Joins using MapReduce Framework

There are 3 types of joins, Reduce-Side joins, Map-Side joins, and memory-backed Joins that can be used to join Tables in MapReduce.

Map Side Join

Joining at the map side performs the join before data reaches the map function. It expects a strong condition before joining data on the map side.

  • Data should be partitioned and sorted in a particular way.
  • Each input data should be divided into the same number of partitions.
  • Must be sorted with the same key.
  • All the records for a particular key must reside in the same partition.

Reduce Side Join

A reduce side join occurs on the reducer side and is also called a Re-partitioned join or repartitioned sort-merge join. In fact, it is the most used join type in the MapReduce framework. This type of join would be performed at a reduce side and thus have to go through a sort and shuffle phase, which would incur network overhead.

Memory Backed Join

We use this join for small tables which can be fit in the memory of data nodes.
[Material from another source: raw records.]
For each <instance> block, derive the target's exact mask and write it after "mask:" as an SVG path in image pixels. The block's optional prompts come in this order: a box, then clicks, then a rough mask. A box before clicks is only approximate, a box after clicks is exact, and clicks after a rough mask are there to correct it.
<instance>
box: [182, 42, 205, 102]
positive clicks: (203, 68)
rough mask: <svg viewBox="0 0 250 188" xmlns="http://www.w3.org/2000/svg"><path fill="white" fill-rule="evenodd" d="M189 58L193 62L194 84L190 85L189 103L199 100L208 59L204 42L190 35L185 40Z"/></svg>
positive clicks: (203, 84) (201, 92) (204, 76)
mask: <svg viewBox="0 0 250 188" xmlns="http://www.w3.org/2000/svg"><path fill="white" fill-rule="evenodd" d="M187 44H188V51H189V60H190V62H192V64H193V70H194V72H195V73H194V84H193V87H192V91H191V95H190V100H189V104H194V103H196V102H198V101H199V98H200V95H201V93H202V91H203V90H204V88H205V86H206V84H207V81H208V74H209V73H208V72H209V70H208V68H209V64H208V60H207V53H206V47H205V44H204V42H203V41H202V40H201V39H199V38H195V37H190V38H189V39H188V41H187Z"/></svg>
Among these, reduce side join is the efficient one as it joins the tables based on the key which are shuffled and sorted before going to the reducer. Hadoop sends identical keys to the same reducer, so by default, the data is organized for the joins.

Map side Join and its Advantage

Map-side join is a process where two data sets are joined by the mapper.

The advantages of using map side join in MapReduce are as follows:

  • Map-side join helps in minimizing the cost that is incurred for sorting and merging in the shuffle and reduces stages.
  • Map-side joins also help in improving the performance of the task by decreasing the time to finish the task.